As is often the case on a busy day, I'll allow myself to step back and let the camera do the story telling.
It's a breathtakingly beautiful day. Cool, sunny, lovely.
July habits are strong and enduring. I begin the day with work in the flower beds.
(looking out toward the writer's shed)
465 spent lily blooms clipped and tossed. What remains is all that outrageous beauty that a tended garden offers.
The cheepers are close at my feet until I acquiesce and retreat to the barn to feed them.
(Cupcake wants to know why Stop Sign gets fed right away, while she and the other girls have to wait. Life is unfair, young girl. It's just plain unfair.)

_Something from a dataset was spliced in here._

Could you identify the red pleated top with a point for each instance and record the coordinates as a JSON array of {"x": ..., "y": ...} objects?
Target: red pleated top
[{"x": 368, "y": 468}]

I love all my flowers, of course, but the flower bed by the porch is the one I've worked on the longest: it has the greatest complexity and it's the one that I study all the time, from every angle, every side.
Breakfast.
Breakfast view.
And in the afternoon I pick up Snowdrop.
We come to the farmette, but again she wants to play outside. Yep, frisbees.
She wants more players. Ahah, will you come and play frisbee with us?
She sees his bare feet and tosses her own shoes aside. The cheepers are convinced they will soon get a treat. They hover. We try to ignore them.
She jumps...
Somewhere in that hour of outdoor play, Snowdrop gets a bug bite in her lower lip. I'm guessing a horsefly, though I did not see it nor hear it. Her lip swells to some great proportions. She insists on a bandaid. Well why not.
We prepare snacks for my guests who are about to arrive. Snowdrop devours half of them: cured meats, cheeses, olives -- she eats them by the handful.
My daughter arrives with her two good friends who are visiting right now. Sparrow and his dad are here, too, but I put down my camera after this shot.
Sometimes, you just have to let go of picture taking and listen. Young people almost always have clever and funny things to say about... really pretty much anything.
Evening. The light now is best in the back of the Big Bed. So full, so delicate and infinitely lovely.